GIUDIZIO EX ART. 622 C.P.P. – AUTONOMIA DAL GIUDIZIO PENALE – CRITERI PROBATORI, PROCESSUALI E SOSTANZIALI PROPRI DEL GIUDIZIO CIVILE – UTILIZZAZIONE DELLE DICHIARAZIONI RESE DALLA PARTE CIVILE – Corte di Cassazione, terza sezione penale, sentenza n. 16916 del 25 giugno 2019

28.06.2019

La  terza sezione penale della Corte di Cassazione, con la sentenza n. 16916 del 25 giugno 2019, con riferimento alla fattispecie di un’utilizzazione della dichiarazione resa dalla parte civile nel processo penale, ha affermato il seguente principio di diritto:“Il giudizio di rinvio ex art. 622 c.p.p. costituisce solo formalmente una mera prosecuzione del processo penale, trattandosi, viceversa, di una sostanziale translatio iudicii dinanzi al giudice civile, con la conseguenza che rimane del tutto estranea all’assetto del giudizio di rinvio ex art. 622 c.p.p. la possibilità di applicazione di criteri e regole probatorie, processuali e sostanziali, tipiche della fase penale esauritasi a seguito della pronuncia emessa dalla Corte di cassazione penale ai sensi dell’art. 622 c.p.p., mentre deve ritenersi imposta l’applicazione dei criteri e delle regole probatorie, processuali e sostanziali, proprie del giudizio civile.
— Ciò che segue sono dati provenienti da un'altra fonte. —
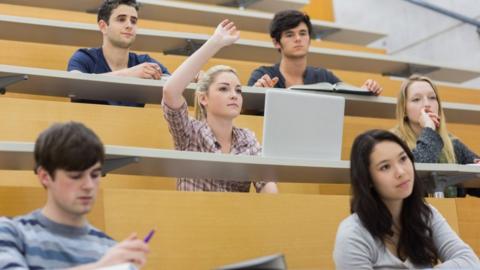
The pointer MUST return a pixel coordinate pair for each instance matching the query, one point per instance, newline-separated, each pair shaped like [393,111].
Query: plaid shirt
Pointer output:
[193,135]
Ciò posto, nel giudizio di rinvio ex art. 622 c.p.p., non è consentita l’utilizzazione, alla stregua di una testimonianza, delle dichiarazioni rese dalla parte civile sentita quale testimone nel corso del processo penale, dovendo viceversa trovare applicazione il principio di cui di cui all’art. 246 c.p.c., ai sensi del quale non possono essere assunte come testimoni le persone aventi nella causa un interesse che potrebbe legittimare la loro partecipazione al giudizio”.